In late 2024 a new generation of encoder models began to appear. Warner et al. released ModernBERT (December 2024), which retained BERT's bidirectional masked language modeling but replaced absolute positional encodings with rotary positional embeddings (RoPE), added alternating local/global attention, and trained on two trillion tokens with a native 8,192-token context window. ModernBERT-base and ModernBERT-large are two to four times faster than their BERT predecessors at inference and reduce memory use by roughly 70 percent versus standard full attention. Shortly afterward, Menet et al. released NeoBERT (February 2025), a 250 million parameter encoder with SwiGLU activations and RMSNorm that reports state-of-the-art results on the Massive Text Embedding Benchmark (MTEB) under identical fine-tuning conditions. These releases mark a renewed investment in encoder-only architectures optimized for classification and retrieval, rather than ceding the space entirely to prompted generative models.

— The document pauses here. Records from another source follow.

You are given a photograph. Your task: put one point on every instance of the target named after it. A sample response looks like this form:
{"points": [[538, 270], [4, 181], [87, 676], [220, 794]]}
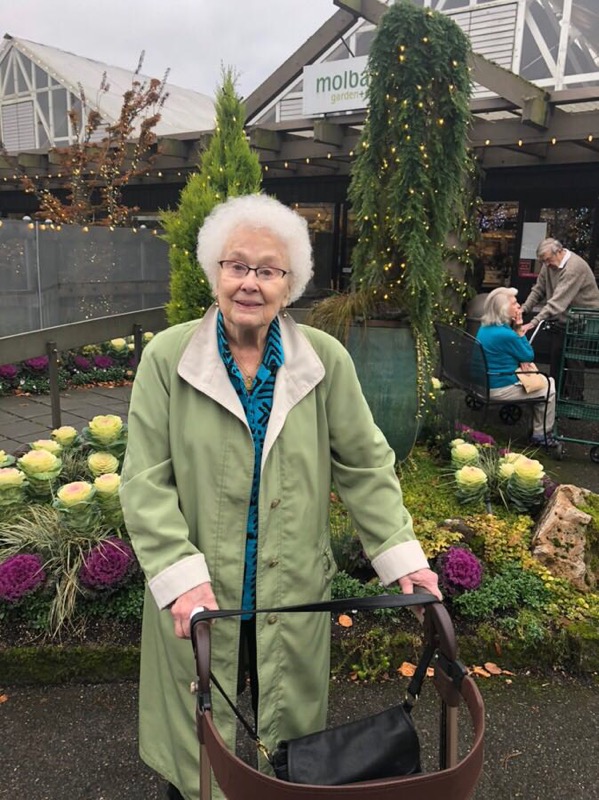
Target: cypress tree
{"points": [[227, 168]]}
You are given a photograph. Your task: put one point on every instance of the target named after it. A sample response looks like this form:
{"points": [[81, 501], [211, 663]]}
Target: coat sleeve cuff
{"points": [[399, 560], [179, 578]]}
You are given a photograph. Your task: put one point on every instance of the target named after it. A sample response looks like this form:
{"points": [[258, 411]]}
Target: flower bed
{"points": [[64, 551], [109, 362], [68, 571]]}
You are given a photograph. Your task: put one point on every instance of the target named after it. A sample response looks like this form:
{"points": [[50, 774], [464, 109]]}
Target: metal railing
{"points": [[52, 341]]}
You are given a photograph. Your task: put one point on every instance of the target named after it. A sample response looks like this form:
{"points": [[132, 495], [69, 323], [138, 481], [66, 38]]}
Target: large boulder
{"points": [[560, 541]]}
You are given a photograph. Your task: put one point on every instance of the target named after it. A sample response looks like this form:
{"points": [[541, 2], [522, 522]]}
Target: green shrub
{"points": [[510, 589]]}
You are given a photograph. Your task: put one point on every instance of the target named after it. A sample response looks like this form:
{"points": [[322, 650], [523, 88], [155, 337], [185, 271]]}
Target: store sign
{"points": [[335, 86]]}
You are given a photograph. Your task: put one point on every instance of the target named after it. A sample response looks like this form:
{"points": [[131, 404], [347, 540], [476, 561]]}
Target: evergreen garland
{"points": [[408, 178], [228, 168]]}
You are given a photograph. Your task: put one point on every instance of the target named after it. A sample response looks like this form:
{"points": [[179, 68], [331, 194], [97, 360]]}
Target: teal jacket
{"points": [[505, 351], [185, 489]]}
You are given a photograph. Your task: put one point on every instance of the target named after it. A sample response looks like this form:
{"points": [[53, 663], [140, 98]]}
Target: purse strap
{"points": [[199, 614]]}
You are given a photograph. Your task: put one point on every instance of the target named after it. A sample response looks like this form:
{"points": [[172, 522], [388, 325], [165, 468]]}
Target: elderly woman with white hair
{"points": [[238, 425], [506, 347]]}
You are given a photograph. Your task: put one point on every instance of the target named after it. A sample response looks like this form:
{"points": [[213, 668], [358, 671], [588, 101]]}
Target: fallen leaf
{"points": [[493, 668], [406, 669], [482, 673]]}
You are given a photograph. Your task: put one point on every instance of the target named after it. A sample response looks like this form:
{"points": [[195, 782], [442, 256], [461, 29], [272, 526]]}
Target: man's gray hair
{"points": [[549, 245], [496, 310], [257, 211]]}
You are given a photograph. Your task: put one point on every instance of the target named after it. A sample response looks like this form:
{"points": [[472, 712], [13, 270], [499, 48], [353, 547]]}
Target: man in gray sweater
{"points": [[565, 281]]}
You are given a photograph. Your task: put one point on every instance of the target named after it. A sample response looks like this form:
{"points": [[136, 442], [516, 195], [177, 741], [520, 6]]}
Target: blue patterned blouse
{"points": [[257, 404]]}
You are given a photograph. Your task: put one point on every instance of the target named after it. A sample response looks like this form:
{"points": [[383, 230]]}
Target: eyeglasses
{"points": [[237, 269]]}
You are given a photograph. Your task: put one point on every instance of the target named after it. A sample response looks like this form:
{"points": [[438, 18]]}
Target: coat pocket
{"points": [[329, 566]]}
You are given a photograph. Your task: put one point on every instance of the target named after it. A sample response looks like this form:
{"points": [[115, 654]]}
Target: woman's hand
{"points": [[424, 579], [201, 595]]}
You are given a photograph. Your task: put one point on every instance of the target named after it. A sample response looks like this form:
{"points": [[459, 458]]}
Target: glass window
{"points": [[572, 226], [496, 252], [22, 87], [44, 104], [59, 112], [320, 219], [41, 78]]}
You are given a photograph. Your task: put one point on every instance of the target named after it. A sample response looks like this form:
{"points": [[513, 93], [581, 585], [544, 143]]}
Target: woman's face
{"points": [[248, 304], [514, 310]]}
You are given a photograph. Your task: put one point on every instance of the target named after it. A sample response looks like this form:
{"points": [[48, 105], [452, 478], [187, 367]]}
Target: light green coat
{"points": [[185, 490]]}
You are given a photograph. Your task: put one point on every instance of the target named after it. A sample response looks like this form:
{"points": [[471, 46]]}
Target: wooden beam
{"points": [[370, 10], [173, 147], [328, 133], [291, 69], [513, 88], [33, 161], [261, 139]]}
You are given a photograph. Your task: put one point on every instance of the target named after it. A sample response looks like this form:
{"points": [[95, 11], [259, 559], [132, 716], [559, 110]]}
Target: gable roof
{"points": [[184, 110]]}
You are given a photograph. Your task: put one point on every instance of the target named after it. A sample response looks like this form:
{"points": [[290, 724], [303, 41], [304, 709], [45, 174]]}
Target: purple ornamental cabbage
{"points": [[476, 437], [103, 362], [20, 575], [39, 364], [82, 363], [107, 564], [459, 570], [8, 372]]}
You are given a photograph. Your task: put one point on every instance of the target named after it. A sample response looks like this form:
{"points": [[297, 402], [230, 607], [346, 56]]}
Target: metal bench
{"points": [[463, 365]]}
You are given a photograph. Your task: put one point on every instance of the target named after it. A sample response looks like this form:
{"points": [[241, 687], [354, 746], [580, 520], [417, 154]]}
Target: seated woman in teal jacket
{"points": [[506, 347]]}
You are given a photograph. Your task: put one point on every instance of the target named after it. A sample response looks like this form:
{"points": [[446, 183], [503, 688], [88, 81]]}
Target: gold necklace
{"points": [[248, 375]]}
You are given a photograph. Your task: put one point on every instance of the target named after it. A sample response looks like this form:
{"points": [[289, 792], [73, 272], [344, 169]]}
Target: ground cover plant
{"points": [[66, 560], [112, 361]]}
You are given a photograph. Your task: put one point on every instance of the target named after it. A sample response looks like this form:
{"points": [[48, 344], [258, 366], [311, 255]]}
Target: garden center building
{"points": [[535, 130]]}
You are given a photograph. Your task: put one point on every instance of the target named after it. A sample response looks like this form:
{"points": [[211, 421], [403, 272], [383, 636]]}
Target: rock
{"points": [[560, 540]]}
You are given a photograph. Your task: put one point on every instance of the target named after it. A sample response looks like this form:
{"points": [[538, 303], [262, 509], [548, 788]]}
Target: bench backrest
{"points": [[463, 360]]}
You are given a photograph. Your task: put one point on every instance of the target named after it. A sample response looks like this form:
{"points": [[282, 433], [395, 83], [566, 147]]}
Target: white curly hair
{"points": [[257, 211]]}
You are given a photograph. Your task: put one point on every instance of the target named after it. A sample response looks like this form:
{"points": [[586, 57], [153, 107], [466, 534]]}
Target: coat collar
{"points": [[202, 367]]}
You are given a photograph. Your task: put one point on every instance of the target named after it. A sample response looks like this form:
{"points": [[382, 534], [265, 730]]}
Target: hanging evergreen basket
{"points": [[408, 179]]}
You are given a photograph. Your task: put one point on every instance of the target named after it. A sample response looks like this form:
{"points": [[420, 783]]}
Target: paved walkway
{"points": [[80, 742], [25, 419]]}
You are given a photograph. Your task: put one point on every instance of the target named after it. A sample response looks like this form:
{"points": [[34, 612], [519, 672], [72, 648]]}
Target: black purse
{"points": [[379, 746], [382, 745]]}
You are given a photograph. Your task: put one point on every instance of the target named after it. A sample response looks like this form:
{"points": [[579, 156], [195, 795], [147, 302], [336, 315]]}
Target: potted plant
{"points": [[407, 190]]}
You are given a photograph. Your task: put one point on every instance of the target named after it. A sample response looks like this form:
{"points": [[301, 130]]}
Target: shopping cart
{"points": [[578, 381], [455, 779]]}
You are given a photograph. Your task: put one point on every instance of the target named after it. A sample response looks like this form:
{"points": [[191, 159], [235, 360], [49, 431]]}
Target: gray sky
{"points": [[192, 37]]}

A text classifier is fundamentally a function that maps a string to a probability distribution over labels. Five architectural families dominate.
Encoder Transformer with a classification head. The canonical recipe since 2018. A pre-trained encoder such as BERT reads the tokenized input, prepends a special [CLS] token, and returns a contextual representation for every position. The final hidden state of [CLS] is fed into a small linear-plus-softmax head. Fine-tuning typically updates all encoder weights, but LoRA and adapter modules can match accuracy while training only a fraction of the parameters. For multi-label tasks the softmax head is replaced with independent sigmoid outputs and binary cross-entropy loss, so each label can be active simultaneously.
CNN over word embeddings. Yoon Kim's 2014 EMNLP paper showed that a single convolutional layer with several filter widths over pre-trained word embeddings, followed by max-pooling and a softmax, beats long-standing baselines on seven sentence-level benchmarks. Cheap, parallelizable, still useful when latency budgets are tight.
BiLSTM with attention. A bidirectional LSTM reads the embedding sequence in both directions and an attention layer pools the hidden states into a single document vector. Hierarchical Attention Networks (Yang et al., 2016) were the strongest non-Transformer document classifiers before BERT. The hierarchical structure, encoding words into sentences then sentences into documents, remains relevant for very long inputs where truncation to 512 tokens is undesirable.
FastText and linear models on subword n-grams. FastText (Joulin et al., 2016) averages embedding vectors for word and character n-grams and feeds the average to a linear classifier. It trains on a billion words of news in under ten minutes on a single CPU and remains the default tool for language identification and very large label sets. Throughput advantage over Transformer encoders is typically two to three orders of magnitude, making it appealing for real-time pipelines classifying millions of short texts per minute.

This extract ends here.